Les enjeux écologiques et énergétiques sont importants. Malgré la décision de Président Trump de sortir des accords de Paris, la plupart des responsables politiques conservent des objectifs clairs de réduction d’émission de gaz polluants. Plus important encore, les entreprises ont déjà anticipé l’évolution des législations, en intégrant des mesures écologiques dans leurs décisions d’investissement. Cette volonté ferme de la réduction des émissions pousse donc de manière irréversible les constructeurs à adapter leur offre de véhicules. Depuis le scandale Volkswagen, une tendance se dessine dans le secteur: le diesel perd progressivement du terrain (56% de la demande totale de voitures en Europe en 2011, 49% en 2016) au profit de l’essence et de l’hybride qui n’est toutefois pas aussi rentable que le diesel. Quant à l’électrique, il est plutôt un enjeu de long terme et implique des dépenses importantes de R&D. Les projets de voitures électriques se multiplient néanmoins partout dans le monde, y compris en Chine (NextEV, notamment). Leur rentabilité dépendra de l’évolution des prix des batteries électriques et du développement des infrastructures. Prendre le tournant de ces mutations reste crucial pour les constructeurs historiques tout comme pour les gouvernements qui y voient une source de croissance économique future et un pourvoyeur d’emplois.

Les nouvelles technologies transforment le métier. Les innovations les plus prometteuses (logiciel, internet et big data) viennent d’entreprises du monde de la technologie qui se trouvent en dehors de l’écosystème traditionnel de l’industrie automobile. La conduite assistée, l’autonomie des véhicules, les véhicules connectés,… constituent quelques défis pour les constructeurs. Selon PricewaterhouseCoopers, les composantes électroniques totaliseront près de 50% du coût total du véhicule en 2030 (contre 30% aujourd’hui). Dans ces conditions, de nouveaux entrants issus de la Tech (Apple notamment) lorgnent sur le marché de l’automobile.
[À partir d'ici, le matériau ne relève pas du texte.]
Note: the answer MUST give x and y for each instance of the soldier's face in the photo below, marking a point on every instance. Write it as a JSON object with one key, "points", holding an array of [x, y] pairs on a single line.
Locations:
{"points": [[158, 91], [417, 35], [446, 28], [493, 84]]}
Les constructeurs historiques doivent donc impérativement s’adapter à cette nouvelle concurrence disruptive.

Les préférences des consommateurs évoluent. L’utilisation de véhicules partagés dans les centres urbains et de voitures électriques ainsi que le boom des SUV ont un effet évident sur les profils de ventes des constructeurs. 

 

Ces transformations technologiques offrent de nouvelles opportunités pour les constructeurs. Avec un contenu en constante évolution, leur succès n’est pas garanti.  En revanche, les entreprises de la technologie – semi-conducteurs, notamment – ont une expertise dans le domaine et profitent par ailleurs de la même multiplication de l’utilisation de composantes électroniques dans l’industrie manufacturière et dans les produits de consommation. Ce sont donc avant tout elles les grandes gagnantes des mutations en cours dans le secteur de l’automobile.